Galaxy S26 Edge, batteria più grande e design ancora più sottile
Samsung punta sul Galaxy S26 Edge per riscattare il suo primo ultrasottile
Galaxy S25 Edge doveva rappresentare un punto di svolta per Samsung: il primo smartphone ultrasottile della casa coreana, con un design affilato e uno spessore di appena 5,8 mm. Il pubblico, però, ha risposto in modo tiepido. Il motivo? Una batteria da 3.900 mAh, considerata troppo risicata da chi utilizza lo smartphone in modo intenso. Nonostante le vendite sotto le attese, Samsung non ha intenzione di abbandonare la serie. Anzi, si prepara a lanciare Galaxy S26 Edge, che secondo le prime indiscrezioni porterà novità importanti proprio in termini di autonomia e ottimizzazione dello spazio interno.
Secondo Ice Universe, uno dei leaker più affidabili del panorama tech, il nuovo modello sarà ancora più sottile, pur integrando una batteria più capiente, grazie all’introduzione di nuove tecnologie costruttive.

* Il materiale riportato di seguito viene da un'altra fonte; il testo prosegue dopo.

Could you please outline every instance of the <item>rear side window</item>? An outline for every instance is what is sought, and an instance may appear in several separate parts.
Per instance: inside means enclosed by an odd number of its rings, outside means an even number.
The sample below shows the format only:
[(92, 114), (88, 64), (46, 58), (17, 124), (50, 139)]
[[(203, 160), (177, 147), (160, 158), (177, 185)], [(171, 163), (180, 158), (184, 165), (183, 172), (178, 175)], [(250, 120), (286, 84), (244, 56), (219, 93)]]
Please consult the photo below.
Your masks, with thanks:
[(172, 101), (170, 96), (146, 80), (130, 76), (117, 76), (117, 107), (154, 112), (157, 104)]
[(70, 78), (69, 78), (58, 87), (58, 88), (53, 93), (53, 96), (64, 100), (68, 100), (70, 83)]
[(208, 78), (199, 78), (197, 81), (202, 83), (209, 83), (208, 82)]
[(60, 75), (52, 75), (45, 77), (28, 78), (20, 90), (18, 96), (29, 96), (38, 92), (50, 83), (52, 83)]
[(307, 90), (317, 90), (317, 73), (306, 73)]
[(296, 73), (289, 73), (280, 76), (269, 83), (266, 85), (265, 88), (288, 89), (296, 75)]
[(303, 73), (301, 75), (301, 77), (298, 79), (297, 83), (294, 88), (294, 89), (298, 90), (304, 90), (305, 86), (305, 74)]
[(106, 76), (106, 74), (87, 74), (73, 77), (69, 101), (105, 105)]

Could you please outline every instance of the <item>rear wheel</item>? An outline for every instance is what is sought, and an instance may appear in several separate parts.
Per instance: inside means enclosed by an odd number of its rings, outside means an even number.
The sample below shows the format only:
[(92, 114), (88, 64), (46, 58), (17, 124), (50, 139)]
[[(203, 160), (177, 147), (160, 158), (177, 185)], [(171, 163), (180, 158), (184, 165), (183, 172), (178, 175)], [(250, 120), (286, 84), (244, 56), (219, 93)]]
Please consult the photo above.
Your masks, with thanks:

Batteria potenziata: cambia la tecnologia, cambia l’autonomia
Una delle novità più attese di Galaxy S26 Edge è la nuova batteria, che abbandonerebbe i tradizionali materiali a base di grafite per adottare una struttura al silicio-carbone. Questo tipo di soluzione è già stata utilizzata da brand cinesi come Huawei e Xiaomi, con risultati molto interessanti in termini di densità energetica e spessore ridotto.
L’attuale Galaxy S25 Edge si ferma a 3.900 mAh, ma il prossimo modello dovrebbe fare un salto di 500 o addirittura 700 mAh, secondo Ice Universe. L’obiettivo è arrivare attorno a 4.400-4.600 mAh, mantenendo un design sottile. Per ora, è difficile ipotizzare l’arrivo di una batteria da 5.000 mAh, ma un miglioramento significativo rispetto alla generazione attuale è ormai certo.
Grazie a questa nuova chimica, Galaxy S26 Edge dovrebbe assicurare un giorno pieno di utilizzo anche agli utenti più esigenti, senza appesantire il profilo del telefono.
Design ancora più sottile: record in vista?
Un altro aspetto sottolineato da Ice Universe riguarda il design. Pare che Galaxy S26 Edge sarà ancora più sottile del predecessore, che già si fermava a soli 5,8 mm. Il merito sarebbe proprio della nuova tecnologia della batteria, che permette di risparmiare spazio prezioso senza sacrificare la durata.
Non è escluso che Samsung punti a scendere sotto i 5,5 mm, conquistando un nuovo primato nel mercato degli smartphone premium ultrasottili. Naturalmente, la sfida sarà bilanciare dimensioni ridotte, potenza e autonomia, in modo da offrire un dispositivo davvero usabile nel quotidiano.
Una nuova strada per gli smartphone ultrasottili?
Con Galaxy S26 Edge, Samsung sembra voler dimostrare che è possibile coniugare eleganza e sostanza anche in un segmento dove, finora, si è sempre dovuto accettare qualche compromesso.
Il design ultrasottile non è una semplice questione estetica: per molti utenti è sinonimo di comodità, portabilità e leggerezza. Il problema principale, fino ad oggi, è stato l’autonomia ridotta. Ma se le batterie al silicio-carbone diventeranno lo standard, potremmo assistere a un nuovo trend nei flagship Android.
Per il momento, Samsung non ha confermato ufficialmente nulla. Ma i primi leak lasciano intendere che Galaxy S26 Edge potrebbe essere il primo ultrasottile davvero completo, capace di reggere il confronto con i flagship tradizionali anche sul piano della batteria.
Se le promesse verranno mantenute, la seconda generazione di questa nuova serie potrebbe conquistare non solo chi ama i telefoni sottili, ma anche chi cerca prestazioni bilanciate e usabilità concreta.